Inizia la fase più delicata del montaggio della corsia monte direzione Trapani
Anas ha comunicato l’avvio, questa mattina, di una delle fasi più complesse e significative nell’ambito dei lavori di realizzazione dei ponti laterali sul fiume Oreto. Hanno preso il via, infatti, le operazioni di varo dell’impalcato di monte (corsia di percorrenza in direzione Trapani), passaggio fondamentale per il completamento dell’infrastruttura.

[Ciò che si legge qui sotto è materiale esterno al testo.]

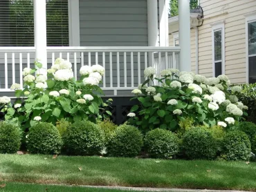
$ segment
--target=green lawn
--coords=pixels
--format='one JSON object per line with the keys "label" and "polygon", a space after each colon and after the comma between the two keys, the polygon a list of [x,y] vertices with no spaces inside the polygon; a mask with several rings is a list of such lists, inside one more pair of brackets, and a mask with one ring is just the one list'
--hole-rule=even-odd
{"label": "green lawn", "polygon": [[256,163],[0,155],[0,180],[255,191]]}

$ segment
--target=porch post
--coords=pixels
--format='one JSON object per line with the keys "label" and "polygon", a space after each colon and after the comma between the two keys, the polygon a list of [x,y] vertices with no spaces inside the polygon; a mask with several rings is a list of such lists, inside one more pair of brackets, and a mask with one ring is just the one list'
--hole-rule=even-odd
{"label": "porch post", "polygon": [[190,0],[179,0],[180,70],[191,71]]}
{"label": "porch post", "polygon": [[35,59],[43,64],[41,74],[46,74],[46,3],[45,0],[34,0],[34,30]]}

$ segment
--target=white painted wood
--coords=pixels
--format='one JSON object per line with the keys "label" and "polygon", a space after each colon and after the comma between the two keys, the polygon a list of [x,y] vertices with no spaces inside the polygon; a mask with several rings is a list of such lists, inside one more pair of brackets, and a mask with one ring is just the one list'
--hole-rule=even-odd
{"label": "white painted wood", "polygon": [[179,1],[179,33],[181,70],[191,71],[190,9],[189,0]]}
{"label": "white painted wood", "polygon": [[47,74],[46,50],[46,1],[34,0],[34,30],[35,58],[39,59],[43,67],[40,73]]}
{"label": "white painted wood", "polygon": [[158,46],[157,1],[147,0],[148,46]]}

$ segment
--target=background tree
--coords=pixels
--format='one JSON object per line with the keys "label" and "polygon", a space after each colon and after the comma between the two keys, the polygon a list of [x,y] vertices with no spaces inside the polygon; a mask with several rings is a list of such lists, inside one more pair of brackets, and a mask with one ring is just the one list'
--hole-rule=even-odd
{"label": "background tree", "polygon": [[[179,15],[178,1],[179,0],[170,0],[170,8],[171,17]],[[190,9],[194,9],[197,7],[197,1],[198,0],[190,0]]]}

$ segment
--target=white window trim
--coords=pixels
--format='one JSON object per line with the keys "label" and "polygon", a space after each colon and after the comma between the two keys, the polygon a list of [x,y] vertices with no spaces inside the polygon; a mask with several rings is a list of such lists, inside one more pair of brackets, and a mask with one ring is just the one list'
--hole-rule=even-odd
{"label": "white window trim", "polygon": [[246,17],[246,83],[249,83],[249,44],[248,24],[256,21],[256,12],[244,15]]}
{"label": "white window trim", "polygon": [[79,0],[68,0],[69,46],[80,46]]}
{"label": "white window trim", "polygon": [[[215,77],[215,63],[221,61],[221,74],[225,75],[225,21],[220,21],[211,24],[212,26],[212,77]],[[221,61],[214,61],[214,32],[221,30]]]}

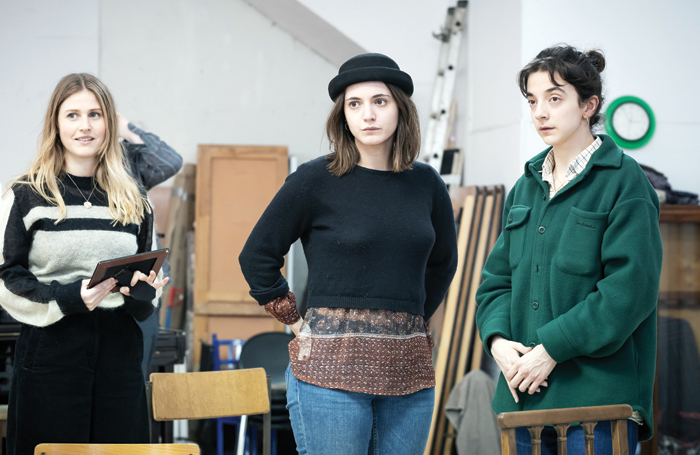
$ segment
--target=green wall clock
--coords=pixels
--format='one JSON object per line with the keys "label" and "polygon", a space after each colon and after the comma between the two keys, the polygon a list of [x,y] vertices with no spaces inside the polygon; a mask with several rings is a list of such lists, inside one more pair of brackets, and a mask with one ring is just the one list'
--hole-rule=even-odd
{"label": "green wall clock", "polygon": [[605,129],[617,145],[636,149],[654,134],[656,120],[651,108],[636,96],[621,96],[605,111]]}

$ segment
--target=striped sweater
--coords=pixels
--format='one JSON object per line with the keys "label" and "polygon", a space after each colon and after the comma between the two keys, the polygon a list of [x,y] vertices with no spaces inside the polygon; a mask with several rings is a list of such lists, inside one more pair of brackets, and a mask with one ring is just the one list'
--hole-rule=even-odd
{"label": "striped sweater", "polygon": [[[59,187],[67,217],[29,185],[15,183],[0,203],[0,304],[19,322],[48,326],[64,316],[88,312],[80,296],[82,280],[89,279],[99,261],[150,251],[153,215],[141,225],[114,224],[107,196],[93,188],[92,177],[65,175]],[[81,195],[76,185],[82,191]],[[153,302],[143,302],[121,293],[106,297],[101,308],[124,309],[138,320],[154,311]]]}

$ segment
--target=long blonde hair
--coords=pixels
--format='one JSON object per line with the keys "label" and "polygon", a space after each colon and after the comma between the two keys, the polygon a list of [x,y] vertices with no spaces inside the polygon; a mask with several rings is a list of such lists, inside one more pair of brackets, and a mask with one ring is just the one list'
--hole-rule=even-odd
{"label": "long blonde hair", "polygon": [[151,207],[127,169],[126,158],[119,143],[117,111],[112,95],[102,81],[91,74],[69,74],[56,85],[46,109],[36,157],[18,182],[30,184],[34,191],[61,209],[57,224],[66,218],[66,204],[58,187],[58,178],[63,173],[65,164],[65,148],[59,137],[58,112],[68,97],[83,90],[89,90],[95,95],[105,120],[105,140],[96,153],[95,179],[107,193],[109,211],[115,223],[140,224],[146,213],[151,213]]}

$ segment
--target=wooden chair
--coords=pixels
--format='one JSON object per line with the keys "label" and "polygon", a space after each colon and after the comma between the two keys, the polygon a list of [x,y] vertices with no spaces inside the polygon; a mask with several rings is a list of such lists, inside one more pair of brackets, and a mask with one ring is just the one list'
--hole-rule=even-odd
{"label": "wooden chair", "polygon": [[263,368],[152,373],[153,418],[195,420],[264,414],[263,455],[270,455],[270,378]]}
{"label": "wooden chair", "polygon": [[34,455],[199,455],[197,444],[39,444]]}
{"label": "wooden chair", "polygon": [[516,455],[515,429],[527,427],[532,438],[532,455],[540,455],[542,430],[545,425],[553,425],[557,430],[557,453],[566,455],[566,430],[572,423],[580,422],[586,438],[586,455],[593,455],[593,429],[599,421],[610,420],[613,455],[629,455],[627,419],[631,416],[632,407],[626,404],[502,412],[498,415],[498,426],[501,427],[501,452],[503,455]]}
{"label": "wooden chair", "polygon": [[[263,368],[151,374],[153,418],[165,420],[213,419],[265,414],[263,455],[270,455],[270,386]],[[40,444],[35,455],[194,455],[194,444]]]}

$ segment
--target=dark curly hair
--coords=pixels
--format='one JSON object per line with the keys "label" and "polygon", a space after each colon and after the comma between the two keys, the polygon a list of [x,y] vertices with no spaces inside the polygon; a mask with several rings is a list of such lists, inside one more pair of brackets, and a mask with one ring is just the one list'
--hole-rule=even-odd
{"label": "dark curly hair", "polygon": [[590,119],[591,131],[603,117],[600,112],[603,106],[603,81],[600,73],[605,69],[605,56],[598,49],[581,52],[568,44],[549,47],[535,57],[520,70],[518,85],[520,92],[527,98],[527,81],[532,73],[546,71],[553,84],[558,74],[561,79],[571,84],[578,93],[579,103],[584,103],[593,96],[598,97],[598,108]]}

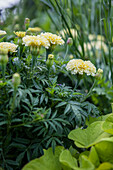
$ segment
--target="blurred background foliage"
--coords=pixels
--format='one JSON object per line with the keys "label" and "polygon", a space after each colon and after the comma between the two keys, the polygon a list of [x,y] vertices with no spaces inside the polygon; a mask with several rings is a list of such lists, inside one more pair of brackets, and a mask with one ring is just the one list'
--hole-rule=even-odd
{"label": "blurred background foliage", "polygon": [[[113,102],[112,15],[111,0],[20,0],[19,5],[5,9],[0,27],[7,31],[4,41],[13,40],[13,31],[25,30],[24,19],[27,17],[31,20],[30,27],[60,34],[65,41],[72,37],[73,45],[67,49],[67,60],[69,57],[91,60],[104,70],[105,78],[90,100],[101,105],[100,111],[106,113],[111,111],[110,103]],[[66,48],[61,50],[62,56]],[[90,78],[87,81],[86,90],[92,84]],[[104,101],[107,101],[105,108]]]}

L’intervento, realizzato da Anas in qualità di soggetto attuatore per il Comune di Palermo e finanziato dall’Assessorato Regionale delle Infrastrutture e della Mobilità, rappresenta un’opera di rilevanza strategica non solo per il sistema della mobilità urbana del capoluogo, ma anche per l’intera rete viaria siciliana, interessando una delle principali arterie dell’Isola. Chi da Trapani va verso Catania, Messina o la Sicilia orientale e viceversa, infatti, si trova a passare per la circonvallazione di Palermo e deve obbligatoriamente percorrere quel tratto di strada che dunque rappresenta un snodo viario non solo per Palermo.
Un dettagliato programma operativo per i lavori
Per limitare al minimo i disagi alla circolazione e garantire elevati standard di sicurezza, Anas ha predisposto un dettagliato programma operativo, definito in stretta collaborazione con le imprese esecutrici e con gli enti competenti.
Le attività di varo, articolate su cinque giornate, sono iniziate oggi alle ore 4.30 con il posizionamento del macro-concio “Stampella”, attraverso le delicate operazioni di sollevamento, rotazione e posa in opera dell’elemento strutturale. A seguire è prevista la rotazione di 180 gradi della gru per predisporre le successive fasi dell’intervento.
Nei prossimi giorni il programma proseguirà con il varo degli altri macro-conci dell’impalcato, le movimentazioni all’interno dell’area di cantiere e le operazioni finali di assemblaggio e completamento della struttura, nel rispetto del cronoprogramma dei lavori.